In Italia, intanto, emergevano esperienze interessanti come quella
del Centro interno socialista, promosso da R. Morandi. Un accordo
col movimento di Giustizia e libertà , siglato nel 1931,
delegò tuttavia a GL l’iniziativa socialista in Italia, ma
l’intesa durò appena tre anni.
Nel 1934 il PSI riapriva il dialogo coi comunisti, e in agosto
siglava quel patto d’unità d’azione che anticipò la
svolta dei fronti popolari . L’impegno comune nella guerra civile
spagnola rafforzò l’istanza unitaria, sebbene il Patto
Molotov-Ribbentrop (1939) riaprisse il conflitto tra le forze
operaie. L’attacco nazista all’URSS riunificò infine il
fronte antifascista.
Nel genn. 1943 il gruppo milanese di L. Basso dava vita al Movimento
di unità proletaria (MUP), che in agosto confluì nel
Partito socialista di Nenni, il quale assunse transitoriamente il
nome di Partito socialista italiano di unità proletaria
(PSIUP).
I socialisti intanto partecipavano alla Resistenza in primo luogo
attraverso le Brigate Matteotti; al tempo stesso furono tra i
promotori del Comitato di liberazione nazionale, sorto all’indomani
dell’8 settembre 1943. Benché meno forte del Partito
comunista, il PSI riuscì comunque a porsi fin dalla sua
nascita come uno dei tre partiti di massa del Paese. Nell’aprile
1944 aveva circa 30.000 iscritti, ma nell’estate del 1945,
all’indomani della Liberazione, era già giunto a 500.000.
Il PSI nell’Italia repubblicana.
Nel 1946 il PSIUP contava 860.000 iscritti, e alle elezioni per
l’Assemblea costituente risultò il primo partito della
sinistra, ottenendo il 20,7% dei voti.
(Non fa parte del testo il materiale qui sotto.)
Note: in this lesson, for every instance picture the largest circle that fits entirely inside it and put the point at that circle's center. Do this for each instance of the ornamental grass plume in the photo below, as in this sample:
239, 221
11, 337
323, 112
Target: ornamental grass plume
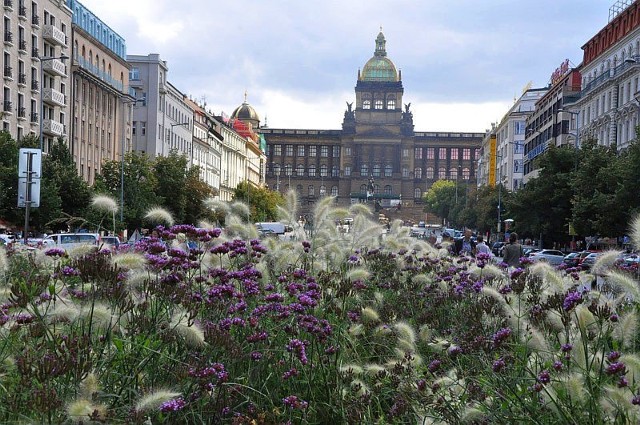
153, 400
105, 204
158, 215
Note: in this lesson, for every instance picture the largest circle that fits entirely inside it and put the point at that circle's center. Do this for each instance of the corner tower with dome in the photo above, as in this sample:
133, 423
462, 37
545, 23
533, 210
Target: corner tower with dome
376, 157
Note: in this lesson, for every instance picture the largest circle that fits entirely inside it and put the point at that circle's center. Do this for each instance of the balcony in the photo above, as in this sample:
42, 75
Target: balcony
8, 38
53, 97
54, 35
55, 67
52, 128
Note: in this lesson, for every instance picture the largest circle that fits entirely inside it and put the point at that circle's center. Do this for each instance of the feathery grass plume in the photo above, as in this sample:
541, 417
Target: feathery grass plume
605, 261
157, 215
154, 400
405, 331
616, 401
634, 231
129, 260
623, 282
626, 329
81, 409
352, 368
105, 204
374, 369
584, 318
192, 334
471, 415
369, 315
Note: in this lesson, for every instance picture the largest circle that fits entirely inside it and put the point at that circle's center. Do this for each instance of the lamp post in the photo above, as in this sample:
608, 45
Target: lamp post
45, 59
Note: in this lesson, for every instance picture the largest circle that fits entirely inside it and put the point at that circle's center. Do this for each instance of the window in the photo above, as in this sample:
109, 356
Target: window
376, 170
364, 170
388, 170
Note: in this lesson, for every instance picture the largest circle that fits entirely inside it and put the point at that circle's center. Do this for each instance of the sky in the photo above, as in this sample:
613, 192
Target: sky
463, 62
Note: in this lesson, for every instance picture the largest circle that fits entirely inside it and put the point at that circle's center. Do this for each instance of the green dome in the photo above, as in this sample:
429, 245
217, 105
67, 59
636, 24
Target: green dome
379, 67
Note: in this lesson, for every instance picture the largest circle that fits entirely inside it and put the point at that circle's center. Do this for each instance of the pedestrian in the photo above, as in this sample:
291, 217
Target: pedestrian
465, 245
512, 252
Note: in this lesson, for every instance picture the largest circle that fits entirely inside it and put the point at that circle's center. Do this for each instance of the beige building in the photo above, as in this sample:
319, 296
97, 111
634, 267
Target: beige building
101, 107
35, 79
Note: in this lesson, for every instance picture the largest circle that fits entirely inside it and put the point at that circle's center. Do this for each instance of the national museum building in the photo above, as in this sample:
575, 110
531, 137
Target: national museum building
377, 156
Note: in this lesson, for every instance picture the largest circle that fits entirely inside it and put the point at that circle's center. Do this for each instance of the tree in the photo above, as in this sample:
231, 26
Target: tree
262, 201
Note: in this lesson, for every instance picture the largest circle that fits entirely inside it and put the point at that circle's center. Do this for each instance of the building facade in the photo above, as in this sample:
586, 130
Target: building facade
376, 157
36, 84
608, 106
101, 104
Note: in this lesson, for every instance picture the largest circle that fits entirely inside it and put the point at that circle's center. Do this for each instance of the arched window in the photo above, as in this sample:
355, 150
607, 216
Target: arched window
323, 170
388, 170
364, 170
376, 170
429, 172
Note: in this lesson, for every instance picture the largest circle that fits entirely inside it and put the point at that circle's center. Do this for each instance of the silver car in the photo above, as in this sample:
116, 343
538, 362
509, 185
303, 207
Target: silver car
551, 256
Tuttavia, nel genn. 1947, al
Congresso di Roma, esso subì la scissione della componente
socialdemocratica di Saragat, ostile alla politica unitaria coi
comunisti, la quale diede vita al Partito socialista dei lavoratori
italiani, poi Partito socialista democratico italiano , mentre la
parte maggioritaria dei socialisti, guidata da Nenni, ridava al
partito il nome di PSI, aggregando peraltro settori e uomini
significativi del Partito d’azione , ormai disciolto, da E. Lussu
a F. De Martino, da R. Lombardi a V. Foa.
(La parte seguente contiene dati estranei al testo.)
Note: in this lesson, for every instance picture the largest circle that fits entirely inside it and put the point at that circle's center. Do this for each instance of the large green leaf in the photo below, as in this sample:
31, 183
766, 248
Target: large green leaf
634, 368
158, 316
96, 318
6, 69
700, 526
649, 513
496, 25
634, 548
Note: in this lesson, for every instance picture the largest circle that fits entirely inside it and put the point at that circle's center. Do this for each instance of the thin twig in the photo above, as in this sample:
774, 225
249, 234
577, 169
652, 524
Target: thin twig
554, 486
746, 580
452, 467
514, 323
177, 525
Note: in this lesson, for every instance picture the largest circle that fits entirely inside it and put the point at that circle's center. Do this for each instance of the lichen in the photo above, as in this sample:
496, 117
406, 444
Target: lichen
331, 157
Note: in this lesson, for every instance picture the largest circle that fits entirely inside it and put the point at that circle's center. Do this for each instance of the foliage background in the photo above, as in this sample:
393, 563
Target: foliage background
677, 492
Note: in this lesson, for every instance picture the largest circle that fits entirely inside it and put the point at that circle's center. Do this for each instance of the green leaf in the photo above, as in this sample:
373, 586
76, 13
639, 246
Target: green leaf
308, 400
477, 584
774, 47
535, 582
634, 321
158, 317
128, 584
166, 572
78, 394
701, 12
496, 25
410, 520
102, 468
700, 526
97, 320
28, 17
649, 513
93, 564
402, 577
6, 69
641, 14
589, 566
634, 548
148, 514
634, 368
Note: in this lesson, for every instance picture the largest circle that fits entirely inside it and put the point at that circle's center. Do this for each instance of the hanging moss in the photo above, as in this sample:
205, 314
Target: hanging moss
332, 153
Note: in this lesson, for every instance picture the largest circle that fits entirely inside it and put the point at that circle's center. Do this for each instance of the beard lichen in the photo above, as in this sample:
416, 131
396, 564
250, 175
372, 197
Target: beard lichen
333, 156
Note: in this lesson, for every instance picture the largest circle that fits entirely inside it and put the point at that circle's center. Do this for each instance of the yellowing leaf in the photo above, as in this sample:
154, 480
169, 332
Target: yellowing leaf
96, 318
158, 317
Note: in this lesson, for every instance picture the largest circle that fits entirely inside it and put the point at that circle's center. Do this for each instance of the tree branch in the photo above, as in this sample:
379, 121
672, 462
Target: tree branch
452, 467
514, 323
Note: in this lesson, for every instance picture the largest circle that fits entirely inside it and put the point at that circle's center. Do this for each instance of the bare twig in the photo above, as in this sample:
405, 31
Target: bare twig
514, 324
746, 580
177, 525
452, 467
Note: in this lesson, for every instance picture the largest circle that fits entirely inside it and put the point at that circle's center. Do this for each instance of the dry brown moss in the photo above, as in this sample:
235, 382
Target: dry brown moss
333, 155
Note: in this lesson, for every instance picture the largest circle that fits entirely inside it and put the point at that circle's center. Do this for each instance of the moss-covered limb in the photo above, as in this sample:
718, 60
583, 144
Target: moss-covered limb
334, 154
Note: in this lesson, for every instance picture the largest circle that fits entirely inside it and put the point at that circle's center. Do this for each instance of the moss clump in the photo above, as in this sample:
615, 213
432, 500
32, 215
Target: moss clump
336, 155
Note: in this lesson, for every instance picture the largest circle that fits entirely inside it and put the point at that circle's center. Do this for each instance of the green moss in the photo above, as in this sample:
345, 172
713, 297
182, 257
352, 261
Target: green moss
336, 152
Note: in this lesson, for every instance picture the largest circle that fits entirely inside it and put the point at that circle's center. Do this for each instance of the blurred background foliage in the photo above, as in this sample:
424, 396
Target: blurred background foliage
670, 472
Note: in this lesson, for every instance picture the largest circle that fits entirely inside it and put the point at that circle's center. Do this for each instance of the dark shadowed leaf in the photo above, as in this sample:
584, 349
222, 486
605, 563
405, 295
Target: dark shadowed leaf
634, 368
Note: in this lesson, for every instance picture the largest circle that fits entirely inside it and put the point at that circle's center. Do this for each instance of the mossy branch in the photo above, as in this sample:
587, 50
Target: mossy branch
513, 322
Il PSI si presentò da subito molto meno omogeneo rispetto al
PCI, sia in termini sociali (accanto ai lavoratori salariati
comprendeva ampi settori di ceto medio impiegatizio), sia sul piano
politico, avendo ereditato la tradizionale divisione in correnti.
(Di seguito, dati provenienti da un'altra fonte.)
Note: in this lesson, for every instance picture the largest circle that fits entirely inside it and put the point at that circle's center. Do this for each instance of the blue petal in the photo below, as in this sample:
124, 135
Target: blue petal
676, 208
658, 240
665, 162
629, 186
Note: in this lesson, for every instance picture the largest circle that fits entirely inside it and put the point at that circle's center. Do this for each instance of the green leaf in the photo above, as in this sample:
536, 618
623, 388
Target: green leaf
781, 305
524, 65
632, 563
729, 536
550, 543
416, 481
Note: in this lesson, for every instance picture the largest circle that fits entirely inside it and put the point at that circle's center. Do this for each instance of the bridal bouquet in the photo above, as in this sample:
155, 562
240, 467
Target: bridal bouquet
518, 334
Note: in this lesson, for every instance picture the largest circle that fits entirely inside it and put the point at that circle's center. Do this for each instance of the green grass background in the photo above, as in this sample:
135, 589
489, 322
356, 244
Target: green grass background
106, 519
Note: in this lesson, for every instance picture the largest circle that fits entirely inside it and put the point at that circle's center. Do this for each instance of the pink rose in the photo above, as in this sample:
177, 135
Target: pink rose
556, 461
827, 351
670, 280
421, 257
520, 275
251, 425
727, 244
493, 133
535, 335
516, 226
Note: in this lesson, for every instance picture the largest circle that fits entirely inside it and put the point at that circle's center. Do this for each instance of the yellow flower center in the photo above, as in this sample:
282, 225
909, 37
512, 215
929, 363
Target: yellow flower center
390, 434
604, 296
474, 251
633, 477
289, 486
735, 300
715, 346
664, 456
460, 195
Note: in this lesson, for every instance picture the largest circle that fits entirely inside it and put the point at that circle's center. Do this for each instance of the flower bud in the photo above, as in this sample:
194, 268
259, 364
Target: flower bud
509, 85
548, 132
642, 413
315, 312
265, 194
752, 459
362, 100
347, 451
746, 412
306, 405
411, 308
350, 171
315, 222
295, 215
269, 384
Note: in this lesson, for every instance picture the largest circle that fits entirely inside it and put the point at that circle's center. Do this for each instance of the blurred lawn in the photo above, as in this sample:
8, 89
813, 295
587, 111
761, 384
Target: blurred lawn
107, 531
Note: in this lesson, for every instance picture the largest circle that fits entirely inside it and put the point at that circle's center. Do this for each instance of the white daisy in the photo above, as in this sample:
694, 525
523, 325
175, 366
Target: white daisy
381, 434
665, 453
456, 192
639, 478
Nenni aveva comunque una sostanziale leadership, mantenendo una
posizione centrista, unitaria verso il PCI ma non favorevole alla
fusione; «fusionisti» erano invece esponenti come
Morandi e Luzzatto, mentre un’altra componente di sinistra (di
ascendenza libertaria e luxemburghiana) faceva capo a Basso; infine,
anche dopo la scissione di Palazzo Barberini, rimaneva nel partito
un’ala destra di impostazione socialdemocratica, guidata da G.
Romita, parte della quale uscì dal PSI nel 1949.
L’alleanza col PCI nel Fronte democratico popolare alle elezioni del
1948 aveva intanto ottenuto solo il 31% dei voti. Iniziava dunque
anche per il PSI un periodo di opposizione rispetto ai governi
centristi fondati sulla DC. Nello stesso 1949 Nenni tornava
segretario, avendo come suo vice Morandi e giovandosi della
collaborazione di quest’ultimo soprattutto nel lavoro di
organizzazione del partito come forza di massa, radicata nei
territori e nei luoghi di lavoro.
Dopo che già il Congresso di Torino (1955) aveva posto il
tema del dialogo coi cattolici, gli eventi del 1956 (20°
Congresso del PCUS, intervento militare sovietico a Budapest)
accelerarono il processo. L’incontro di Pralognan (ag. 1956) tra
Nenni e Saragat segnò il riavvicinamento alla
socialdemocrazia, mentre il PSI rompeva il patto d’unità
d’azione col PCI che durava dal 1934. Il Congresso di Venezia (1957)
pose quindi le basi per una collaborazione con la DC, mentre lo
stesso Nenni assumeva la guida della corrente
«autonomista» (1958). I fatti del luglio 1960 resero
intanto evidente la necessità della «apertura a
sinistra». Nel febbr. 1962 il PSI dava quindi il suo appoggio
al governo Fanfani, forte di un programma che prevedeva la
nazionalizzazione dell’energia elettrica e l’istituzione della
scuola media unica. Iniziava così la stagione del
centrosinistra, che divenne «centrosinistra organico»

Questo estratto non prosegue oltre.